Colocadas as premissas, para as etapas de escritório, campo e cadastro um custo de R$ 600,00 já foi gerado, R$ 200 em cada etapa. Mas não podemos considerar apenas o custo do trabalho realizado. Deslocamento, hospedagem e alimentação são custos que devem ser computados para o trabalho em campo. Agora adicione parte dos custos fixos como aluguel, luz, telefone e outras despesas que o profissional tenha e não se esqueça dos impostos caso o profissional trabalhe com nota fiscal ou RPA (Recibo Profissional Autônomo) o que teoricamente é obrigatório. Adicione ainda o custo da Anotação de Responsabilidade Técnica (ART) e contabilize. Nenhum profissional deveria estar cobrando menos que R$ 1.000,00 para realizar o CAR de qualquer propriedade.
Se você é um profissional que vende os serviços do CAR por R$ 500,00, cuidado, você está trabalhando de graça ou mesmo pagando para trabalhar. Pense nisso. Mas não para por aí. Ainda há um custo extremamente importante que deve ser levado em consideração, chamado co-responsabilidade…

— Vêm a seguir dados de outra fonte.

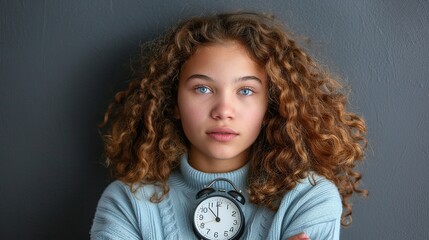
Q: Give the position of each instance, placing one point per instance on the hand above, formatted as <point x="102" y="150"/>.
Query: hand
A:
<point x="301" y="236"/>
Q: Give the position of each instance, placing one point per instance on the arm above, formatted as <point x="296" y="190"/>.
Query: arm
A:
<point x="301" y="236"/>
<point x="313" y="210"/>
<point x="115" y="217"/>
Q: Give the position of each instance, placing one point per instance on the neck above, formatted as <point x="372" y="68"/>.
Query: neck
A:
<point x="216" y="165"/>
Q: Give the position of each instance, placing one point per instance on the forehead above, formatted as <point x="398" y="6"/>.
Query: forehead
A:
<point x="220" y="54"/>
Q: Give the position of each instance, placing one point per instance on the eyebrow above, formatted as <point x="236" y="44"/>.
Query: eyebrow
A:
<point x="207" y="78"/>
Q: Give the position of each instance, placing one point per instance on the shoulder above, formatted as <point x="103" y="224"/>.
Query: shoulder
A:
<point x="119" y="211"/>
<point x="312" y="191"/>
<point x="313" y="205"/>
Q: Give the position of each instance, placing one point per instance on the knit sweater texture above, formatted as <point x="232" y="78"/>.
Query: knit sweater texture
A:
<point x="313" y="206"/>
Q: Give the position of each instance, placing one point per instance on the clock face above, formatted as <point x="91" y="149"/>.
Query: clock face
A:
<point x="218" y="217"/>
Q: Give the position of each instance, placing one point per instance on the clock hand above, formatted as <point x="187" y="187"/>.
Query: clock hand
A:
<point x="217" y="211"/>
<point x="212" y="212"/>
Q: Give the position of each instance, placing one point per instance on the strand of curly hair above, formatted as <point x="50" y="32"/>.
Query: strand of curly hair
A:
<point x="308" y="127"/>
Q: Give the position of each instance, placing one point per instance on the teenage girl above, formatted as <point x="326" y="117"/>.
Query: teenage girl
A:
<point x="225" y="103"/>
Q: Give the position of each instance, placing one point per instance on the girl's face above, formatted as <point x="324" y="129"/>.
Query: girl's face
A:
<point x="222" y="100"/>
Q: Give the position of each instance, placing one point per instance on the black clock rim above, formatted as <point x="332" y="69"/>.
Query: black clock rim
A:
<point x="243" y="220"/>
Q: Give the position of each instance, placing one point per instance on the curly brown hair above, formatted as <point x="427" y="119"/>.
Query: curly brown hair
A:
<point x="308" y="127"/>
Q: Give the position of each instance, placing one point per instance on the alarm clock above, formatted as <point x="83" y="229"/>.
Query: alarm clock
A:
<point x="218" y="213"/>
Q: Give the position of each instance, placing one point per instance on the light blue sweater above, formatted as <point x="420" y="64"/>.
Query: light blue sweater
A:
<point x="121" y="214"/>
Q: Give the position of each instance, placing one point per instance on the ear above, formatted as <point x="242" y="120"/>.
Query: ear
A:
<point x="176" y="112"/>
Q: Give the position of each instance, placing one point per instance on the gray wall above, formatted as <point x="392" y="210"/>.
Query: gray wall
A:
<point x="61" y="62"/>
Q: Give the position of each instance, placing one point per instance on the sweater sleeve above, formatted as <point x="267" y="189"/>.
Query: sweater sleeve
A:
<point x="315" y="210"/>
<point x="115" y="217"/>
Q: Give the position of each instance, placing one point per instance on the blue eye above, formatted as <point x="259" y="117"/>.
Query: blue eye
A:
<point x="202" y="89"/>
<point x="246" y="91"/>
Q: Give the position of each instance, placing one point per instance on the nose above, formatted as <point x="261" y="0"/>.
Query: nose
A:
<point x="223" y="108"/>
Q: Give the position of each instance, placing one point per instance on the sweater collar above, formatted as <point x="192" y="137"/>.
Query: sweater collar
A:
<point x="198" y="180"/>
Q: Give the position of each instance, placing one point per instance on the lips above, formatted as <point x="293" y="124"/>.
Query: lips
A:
<point x="222" y="134"/>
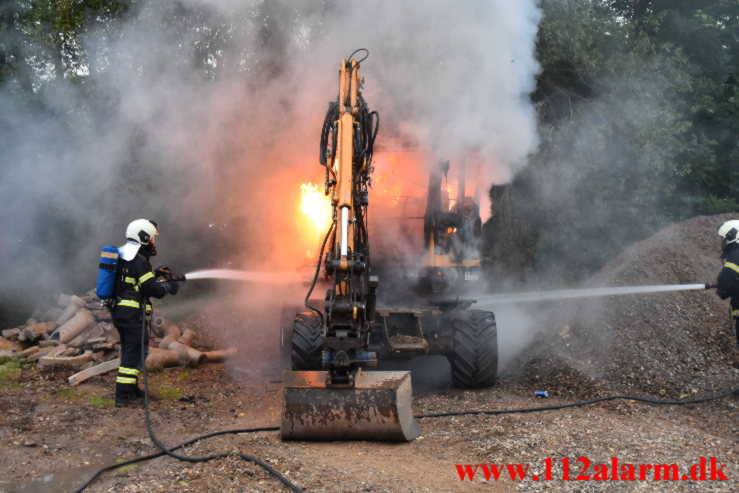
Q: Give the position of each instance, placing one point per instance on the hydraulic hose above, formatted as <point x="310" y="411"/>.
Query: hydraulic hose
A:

O profissional que fizer o CAR para o proprietário é co-responsável pelas informações inseridas no SICAR. Caso haja erros ou informações omissas, o profissional também poderá ser processado e neste momento outros custos virão e se isso ocorrer, o profissional deve guardar uma reserva de cada cliente para poder se defender caso seja movida uma ação contra o mesmo. Um exemplo: o CAR da propriedade feita por um profissional foi considerado ativo, de acordo com as informações inseridas no CAR. Tempo depois, o banco que costuma financiar a safra do produtor recusa liberar o crédito, pois se verificou um erro no CAR, o que gerou uma pendência. O proprietário ficará feliz? Quem ele vai processar para reparar seu prejuízo? Esse foi só um exemplo, mas existem outros tantos que poderá chegar até o profissional que fez o CAR. Guarde pelo menos 30% dos valores cobrado de cada cliente para um fundo de reserva caso o profissional seja acusado de co-responsabilidade de uma pendência ocorrida no CAR.
Um bom exemplo foi a notificação recebida pelo BNDES em Março de 2010, por co-responsabilidade pelos impactos causados pela construção da Usina de Belo Monte apenas por financiar a obra (para quem não soube, o Banco Nacional de Desenvolvimento Econômico e Social financia 80% da obra).
A co-responsabilidade não é brincadeira e deve entrar no computo do preço cobrado do cliente. Tínhamos chegado em R$ 1000,00? Agora adicione os 30% e chegamos num valor mínimo de R$ 1.300,00. Profissional de verdade não pode cobrar menos de 1.300,00 para realizar o CAR de qualquer propriedade a não ser que o profissional demore menos de 1,5 dias para fazer todas as etapas (escritório, campo e cadastro no SiCAR).
Cobrar qualquer valor menor do que este é um prejuízo enorme para quem trabalha profissionalmente prestando serviços. Muitas vezes, pensamos em ‘ser bacana’ e cobrar uma quantia amigável para algum conhecido ou para um conterrâneo, e acabamos por sofrer as consequências.
Sendo assim, olhar para o CAR como uma coisa solitária, é o primeiro erro cometido, dificultando ainda mais para que o CAR ocorra com sucesso. Baratear o preço final para o cliente é o principal, pois valores muito baixos não cobrem as despesas, os esforços e também não serve de ressalva para possíveis problemas. Quem quer trabalhar com o CAR deve ter em mente os riscos corridos e procurar aplicar um preço justo, não somente atrativo. Senão, acaba por perder tempo, dinheiro e principalmente, o profissionalismo.